Pengesahan UU TNI Tuai Kritik: Proses Legislasi Diduga Abaikan Partisipasi Publik dan Ancam Profesionalisme

Kontroversi Revisi UU TNI: Proses Legislasi Dipertanyakan, Profesionalisme TNI Terancam?

Pengesahan revisi Undang-Undang (UU) TNI oleh Dewan Perwakilan Rakyat (DPR) menuai gelombang kritik dari berbagai pihak. Proses legislasi yang tergesa-gesa dan kurang melibatkan partisipasi publik menjadi sorotan utama. Tak hanya itu, substansi revisi UU TNI juga dinilai berpotensi mengganggu profesionalisme lembaga pertahanan negara tersebut.
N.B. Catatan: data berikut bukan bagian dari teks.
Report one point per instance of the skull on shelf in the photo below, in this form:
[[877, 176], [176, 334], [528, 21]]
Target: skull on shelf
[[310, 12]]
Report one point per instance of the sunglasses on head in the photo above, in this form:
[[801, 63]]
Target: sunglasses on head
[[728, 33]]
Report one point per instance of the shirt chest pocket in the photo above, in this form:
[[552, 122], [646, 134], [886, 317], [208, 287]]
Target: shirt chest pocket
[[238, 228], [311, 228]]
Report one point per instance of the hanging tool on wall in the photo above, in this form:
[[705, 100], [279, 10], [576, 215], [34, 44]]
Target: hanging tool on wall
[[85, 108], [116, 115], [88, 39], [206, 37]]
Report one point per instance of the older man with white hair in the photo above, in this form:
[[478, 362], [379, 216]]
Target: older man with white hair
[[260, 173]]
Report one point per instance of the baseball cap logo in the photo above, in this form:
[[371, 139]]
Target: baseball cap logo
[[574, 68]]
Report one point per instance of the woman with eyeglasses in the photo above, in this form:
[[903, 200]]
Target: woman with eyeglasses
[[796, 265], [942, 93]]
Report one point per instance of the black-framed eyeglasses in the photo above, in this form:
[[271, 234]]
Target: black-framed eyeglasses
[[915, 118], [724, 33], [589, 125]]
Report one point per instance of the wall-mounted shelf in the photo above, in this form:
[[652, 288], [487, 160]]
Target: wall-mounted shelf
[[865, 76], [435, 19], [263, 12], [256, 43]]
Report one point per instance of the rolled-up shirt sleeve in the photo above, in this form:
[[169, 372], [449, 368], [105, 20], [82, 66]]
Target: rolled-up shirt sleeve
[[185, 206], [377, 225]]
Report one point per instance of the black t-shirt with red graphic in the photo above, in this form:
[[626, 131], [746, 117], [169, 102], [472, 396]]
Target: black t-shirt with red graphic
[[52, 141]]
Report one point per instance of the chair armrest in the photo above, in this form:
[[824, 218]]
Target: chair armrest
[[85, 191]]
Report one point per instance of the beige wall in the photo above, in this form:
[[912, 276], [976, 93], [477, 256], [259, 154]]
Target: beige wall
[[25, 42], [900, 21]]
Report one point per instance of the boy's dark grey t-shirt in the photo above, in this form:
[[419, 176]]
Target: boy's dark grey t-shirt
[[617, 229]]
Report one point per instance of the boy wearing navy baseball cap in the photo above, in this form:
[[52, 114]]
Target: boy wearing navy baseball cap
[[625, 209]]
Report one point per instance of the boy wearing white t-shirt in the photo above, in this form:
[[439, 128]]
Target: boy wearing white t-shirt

John Tuba Helan, seorang pengamat Hukum Tata Negara dari Universitas Nusa Cendana (Undana) Kupang, secara tegas menyatakan bahwa revisi UU TNI cacat secara prinsip demokrasi. Menurutnya, proses pembahasan RUU TNI yang terkesan tertutup dan tidak memberikan ruang bagi masyarakat untuk menyampaikan aspirasi merupakan pelanggaran serius terhadap prinsip-prinsip partisipasi publik dalam pembentukan undang-undang.

"Dari segi demokrasi, pembahasan undang-undang tersebut melanggar prinsip demokrasi, karena tidak memberi kesempatan kepada rakyat untuk ikut berpartisipasi menyampaikan pendapat," ujarnya.

John Helan menambahkan, transparansi dalam penyusunan undang-undang adalah hal mutlak. Materi perubahan dalam RUU TNI seharusnya dipublikasikan secara luas agar masyarakat dapat memberikan masukan yang konstruktif. Keterlibatan publik akan menghasilkan undang-undang yang lebih aspiratif dan sesuai dengan kebutuhan masyarakat.

Ancaman terhadap Profesionalisme TNI

Selain masalah partisipasi publik, John Helan juga menyoroti potensi ancaman terhadap profesionalisme TNI akibat revisi UU tersebut. Ia berpendapat bahwa penempatan personel TNI aktif di jabatan sipil dapat mengganggu fokus dan kinerja TNI sebagai kekuatan pertahanan negara.

Menurutnya, idealnya prajurit TNI baru dapat menduduki jabatan di pemerintahan setelah memasuki masa pensiun. Hal ini untuk menghindari konflik kepentingan dan menjaga netralitas TNI dalam ranah politik.

"Agar TNI benar-benar profesional, maka mereka tidak boleh keluar dari lingkungannya untuk menduduki jabatan sipil. Setelah mereka pensiun, maka baru bisa menduduki jabatan apa saja, karena statusnya sama dengan orang sipil," tegasnya.

Ketidakpastian Usia Pensiun

Lebih lanjut, John Helan mengkritisi ketidakjelasan mengenai usia pensiun prajurit TNI dalam revisi UU tersebut. Ia menilai bahwa mekanisme perpanjangan masa tugas yang bergantung pada keputusan pejabat berwenang dapat menimbulkan subjektivitas dan ketidakpastian hukum.

"Terkait usia pensiun, tidak memberikan kepastian, karena tergantung dari pejabat yang berwenang memperpanjang atau tidak, dan hal ini bisa terjadi suka dan tidak suka. Suka ya diperpanjang, tidak suka ya pensiun," jelasnya.

Untuk itu, John Helan mendesak agar kebijakan RUU TNI menetapkan batasan usia pensiun yang jelas dan pasti bagi prajurit TNI, terutama yang menduduki jabatan di pemerintahan. Hal ini penting untuk menjaga kepastian hukum dan menghindari praktik-praktik yang merugikan prajurit TNI.

Reaksi Publik dan Implikasi Hukum

Pengesahan RUU TNI menjadi UU oleh DPR telah memicu reaksi keras dari berbagai elemen masyarakat. Sejumlah pihak khawatir bahwa revisi UU ini akan membuka kembali peluang bagi dwifungsi TNI, sebuah konsep yang pernah menjadi kontroversi di masa lalu.

Implikasi hukum dari revisi UU TNI ini masih akan terus dikaji dan diperdebatkan. Namun, satu hal yang pasti, revisi UU TNI telah menimbulkan pertanyaan serius mengenai proses legislasi di Indonesia dan komitmen terhadap prinsip-prinsip demokrasi dan profesionalisme lembaga negara.